Roxane Gay, "Beautiful Babette, the Wondering Nymphette":
Babette was a beautiful woman with a beautiful, old-fashioned name. Her mother, who never traveled beyond the county line for most of her life, loved the idea of France and words that ended in ette like laundrette, serviette, toilette, and marionette. For most of her life, Babette listened to her mother’s stories about a place she had never seen. She determined, like most daughters are wont to do, that she would never be like her mother. She would go to France, she would leave their small rural town where no one could properly pronounce or spell her name, where they only knew her as the head majorette whose mother worked at the luncheonette on Main Street.
Poems by Robert Alan Wendeborn.

Poems by friend of the blog Carrie Murphy.
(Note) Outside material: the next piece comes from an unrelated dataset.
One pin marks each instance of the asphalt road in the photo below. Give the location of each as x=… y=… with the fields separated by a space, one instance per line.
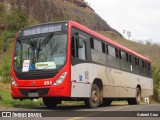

Brian Oliu, "someone.exe":
There is always a fear of no one, the yelling voices after cars failing to start on late evenings, the noise muffled through glass doors and windows, and then, nothing, no one except an anonymous log-in meant to get and put and not to synchronize, no way to write new things or to even acknowledge existence beyond a time stamp filed into a log with a dot in front of the filename, something invisible. This is the fear that draws me to who I am supposed to be, a person without a home, a transitory voice which could be anywhere, at the end of a road where no one lives anymore or a field where there is no commentary except that of the contrast between the stalks and sky.
Roxanne Carter has a book coming out next year with Jaded Ibis Press! I should have known but somehow missed this. Congrats to all.

1 comment:

  1. thanks for mentioning me, guys. i still maybe want to blog for you a little bit next semester when i have more time.